I bring that story up now, because it couldn’t be a more relevant guide than in this moment.
Under pandemic conditions, prosecutors have got to realize that it is time to focus resources on those offenders that we are actually scared of, and set aside our moral indignation towards scofflaws for the time being.
Sadly, that hasn’t been the case in Harris County.
As newly re-elected District Attorney, Kim Ogg is still experiencing her identity crisis between the world’s most progressive prosecutor or the tough-on-crime prosecutor. The result has been prosecutors fearful of offering a controversial plea bargain that might make Kim Ogg look bad and subsequently incur her wrath. Keep in mind, all personnel must have their contracts renewed going into Ogg’s second term and nobody wants to lose their jobs. Many prosecutors are making their recommendations as if Wayne Dolcefino was sitting in the audience.

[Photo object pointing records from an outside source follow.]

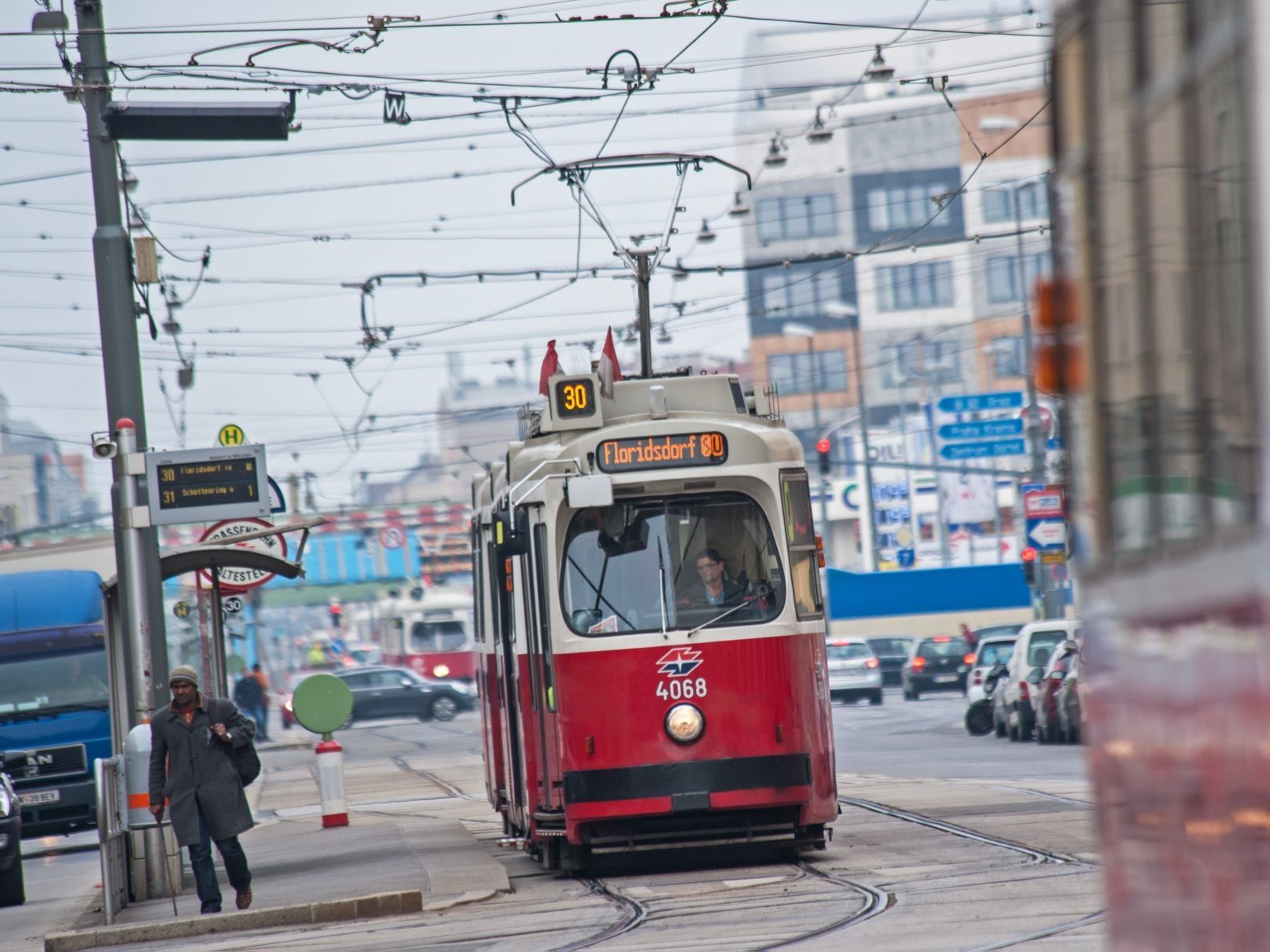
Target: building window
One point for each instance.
(999, 202)
(888, 204)
(916, 363)
(908, 287)
(1007, 357)
(904, 207)
(795, 217)
(791, 373)
(1003, 276)
(803, 291)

Historically, I’ve tried to refrain from using this blog to put prosecutors on blast for something that I disagreed with on a case, but damn it gets tempting with some of the absolutely ridiculous offers that have come out of the D.A.’s Office lately. I’ve literally set cases for trial based on whether or not a person should be on one probation or two (at the same time). I’ve gotten in yelling matches over .1 gram of Ecstacy. I’ve had to go to full-blown hearings on issues that should have been agreed upon as clearly settled matters of law. I’ve dealt with cases that should have been dismissed on their first setting, only to be told that I can submit a letter to get it No Billed by the Grand Jury.
I’m not alone in this thought process. My friend and fellow defense attorney Brian Roberts detailed his frustrations with HCDA prosecutors in this excellent blog post in September. Our brethren and sistren in the Defense Bar all feel the same way. And, spoiler alert, so do a lot of the judiciary.
Too many prosecutors are holding onto cases like a group of compulsive hoarders.
Obviously, this doesn’t apply to all of the prosecutors. There are several that are still reasonable and knowledgable and don’t consider themselves to be the Ultimate Arbiters of Justice. They will recognize the cases that need to be dismissed and the cases that should be reduced or offered small punishments. They are willing to face any internal consequences that they might have to suffer because they aren’t afraid to do the right thing.
They are appreciated far more than they will ever know.
I have no doubt that I will get pushback on this post from those who will characterize me as just a liberal-ass defense attorney trying to let all those scumbag clients out. But it’s time to be practical about what is happening. If the court system is clogged with non-violent offenses, it’s going to be blocking the path of all the cases behind them. The non-violent cases can’t just be put on the backburner in perpetuity.
Victim crimes will stack up behind them. Victims and their families will have to wait for their days in court far longer than they ever have in the past. And to what end? So that somebody with a couple of Ecstacy pills learns the hard way that we should Just Say No to drugs?
Across every walk of life, our planet has had to drastically adapt to conditions under COVID. It defies all expectations to think that the Criminal Justice System wouldn’t be called to do the same.
It can be done without losing sight of the Principles of Justice.
It can be done by distinguishing between those we are mad at and those we are scared of.
I learned that lesson from a very wise Judge, and it has made all the difference.